Relevant Test Results Prior to Catheterization

Venous Compression Test of the lower extremities showed:Extensive acute deep vein thrombosis totally occluding the left common iliac, proximal external iliac, distal external iliac, common femoral, femoral, deep femoral, popliteal and gastrocnemius veins.
Venous Phase of Abdominal Aorta CT scan showed:Compression of the left common iliac vein by the right common iliac artery consistent with May-Thurner syndrome with secondary acute thrombophlebitis in the left common iliac vein and tributaries

Relevant Catheterization Findings

The left common iliac vein to left external iliac vein showed venous stasis with high thrombus burden and approximately 70-80% at the mid segment of the left common iliac vein.

Interventional Management

Procedural Step

First, an IVC Filter was positioned and deployed at the infra-renal inferior vena cava and implanted at the L2-L3 level through a right femoral vein access.

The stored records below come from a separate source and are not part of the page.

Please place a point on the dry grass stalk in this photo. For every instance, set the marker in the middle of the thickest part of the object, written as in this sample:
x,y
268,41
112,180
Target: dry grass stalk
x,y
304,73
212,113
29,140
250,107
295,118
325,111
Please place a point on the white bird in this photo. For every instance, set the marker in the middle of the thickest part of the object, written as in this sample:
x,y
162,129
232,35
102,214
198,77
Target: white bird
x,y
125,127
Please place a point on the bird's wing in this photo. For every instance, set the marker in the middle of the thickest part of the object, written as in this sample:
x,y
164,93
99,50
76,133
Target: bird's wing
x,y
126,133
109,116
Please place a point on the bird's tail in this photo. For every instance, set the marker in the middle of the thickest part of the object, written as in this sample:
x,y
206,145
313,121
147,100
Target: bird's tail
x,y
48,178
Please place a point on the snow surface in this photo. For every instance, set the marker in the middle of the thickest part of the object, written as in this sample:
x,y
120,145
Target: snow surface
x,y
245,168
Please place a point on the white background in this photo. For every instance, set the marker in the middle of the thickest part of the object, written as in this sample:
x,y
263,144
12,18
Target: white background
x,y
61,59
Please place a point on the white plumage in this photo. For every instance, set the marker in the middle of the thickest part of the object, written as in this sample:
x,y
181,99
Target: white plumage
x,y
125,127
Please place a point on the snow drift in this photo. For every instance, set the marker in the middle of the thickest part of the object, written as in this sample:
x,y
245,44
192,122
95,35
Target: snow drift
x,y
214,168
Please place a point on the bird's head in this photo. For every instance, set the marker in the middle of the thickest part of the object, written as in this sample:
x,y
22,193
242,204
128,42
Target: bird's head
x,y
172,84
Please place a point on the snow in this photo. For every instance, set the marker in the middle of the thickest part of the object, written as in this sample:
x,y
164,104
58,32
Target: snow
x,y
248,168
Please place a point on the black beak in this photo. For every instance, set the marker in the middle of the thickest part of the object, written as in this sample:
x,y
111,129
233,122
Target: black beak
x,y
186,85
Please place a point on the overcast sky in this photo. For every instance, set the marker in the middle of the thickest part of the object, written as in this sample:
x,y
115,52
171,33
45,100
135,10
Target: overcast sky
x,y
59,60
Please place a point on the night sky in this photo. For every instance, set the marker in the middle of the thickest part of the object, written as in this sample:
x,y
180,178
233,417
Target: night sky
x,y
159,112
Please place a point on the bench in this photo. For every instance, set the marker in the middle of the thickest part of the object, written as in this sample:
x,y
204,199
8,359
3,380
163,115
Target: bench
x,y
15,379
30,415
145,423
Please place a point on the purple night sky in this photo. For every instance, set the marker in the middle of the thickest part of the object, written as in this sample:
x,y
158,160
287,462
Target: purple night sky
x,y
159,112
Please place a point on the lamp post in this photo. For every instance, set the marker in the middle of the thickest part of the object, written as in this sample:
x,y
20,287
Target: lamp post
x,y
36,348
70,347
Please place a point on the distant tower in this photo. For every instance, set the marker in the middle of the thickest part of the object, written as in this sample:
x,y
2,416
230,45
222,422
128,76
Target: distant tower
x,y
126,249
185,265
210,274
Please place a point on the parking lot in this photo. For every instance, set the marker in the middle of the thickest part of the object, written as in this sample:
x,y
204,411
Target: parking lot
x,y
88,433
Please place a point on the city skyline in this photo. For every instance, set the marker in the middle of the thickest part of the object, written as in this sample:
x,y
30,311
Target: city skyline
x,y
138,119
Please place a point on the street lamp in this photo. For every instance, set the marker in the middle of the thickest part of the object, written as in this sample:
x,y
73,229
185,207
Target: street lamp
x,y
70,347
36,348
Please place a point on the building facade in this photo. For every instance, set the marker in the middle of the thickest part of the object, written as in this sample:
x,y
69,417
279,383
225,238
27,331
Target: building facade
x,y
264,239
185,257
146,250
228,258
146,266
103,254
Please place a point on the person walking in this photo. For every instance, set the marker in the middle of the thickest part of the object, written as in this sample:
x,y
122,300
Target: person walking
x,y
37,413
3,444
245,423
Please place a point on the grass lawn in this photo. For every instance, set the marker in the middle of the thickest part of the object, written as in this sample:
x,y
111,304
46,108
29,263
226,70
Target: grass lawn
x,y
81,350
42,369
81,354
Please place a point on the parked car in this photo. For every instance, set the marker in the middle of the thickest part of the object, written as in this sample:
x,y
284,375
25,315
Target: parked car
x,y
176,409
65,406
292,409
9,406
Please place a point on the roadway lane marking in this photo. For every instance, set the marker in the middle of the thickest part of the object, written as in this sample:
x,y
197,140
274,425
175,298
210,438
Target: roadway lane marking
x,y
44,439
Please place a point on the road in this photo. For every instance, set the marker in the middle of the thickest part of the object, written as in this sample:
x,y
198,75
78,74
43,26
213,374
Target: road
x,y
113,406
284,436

Several attempts to advance an introducer wire and guiding catheter were done with difficulty due to the thrombus-filled left common iliac vein. Hence, ultrasound-guided access to the left femoral vein was made. The V18 guidewire was then inserted and advanced up to the left common iliac vein. An IMA 6F guiding catheter was then inserted over the wire and advanced into the right common femoral vein. The V18 wire was then ensared using a makeshift snare that was made from another V18 wire and the JR4 catheter which was used as the shaft. Both the IMA catheter and V18 wire were pulled into the right vascular sheath and wire countertraction was done, forming a body floss which was used as a rail for the Rotarex catheter. Mechanical thrombectomy of the left common iliac to the left external iliac vein was then done using a Straub Medical/BD Rotarex 6F mechanical atherectomy catheter. The left common iliac to external iliac vein was then visualized which showed a thrombus-filled vessel severe and severe stenosis (70-80%) at the mid left common iliac vein. Then, a Medtronic Protege self-expanding stent was then deployed at the left common iliac vein followed by another self-expanding stent at the mid left common iliac vein overlapping the distal edge of the first stent. Repeat thrombectomy was then done inside the deployed stents.

Case Summary

The case report shows that mechanical thrombectomy using Rotarex System may be an effective therapeutic maneuver for managing extensive thrombosis in May-Thurner Syndrome and inserting an IVC filter for this purpose is intuitive to decrease the chances of complications from escaped emboli. Furthermore, a 'body floss' from two V18 guidewires can be created and seems to be effective to be used as rails for the Rotarex System especially when encountering a left common iliac vein thrombus that is difficult to penetrate. Lastly, self-expanding stents provide greater radial strength and may be ideal for May-Thurner Syndrome Common Iliac Vein compression.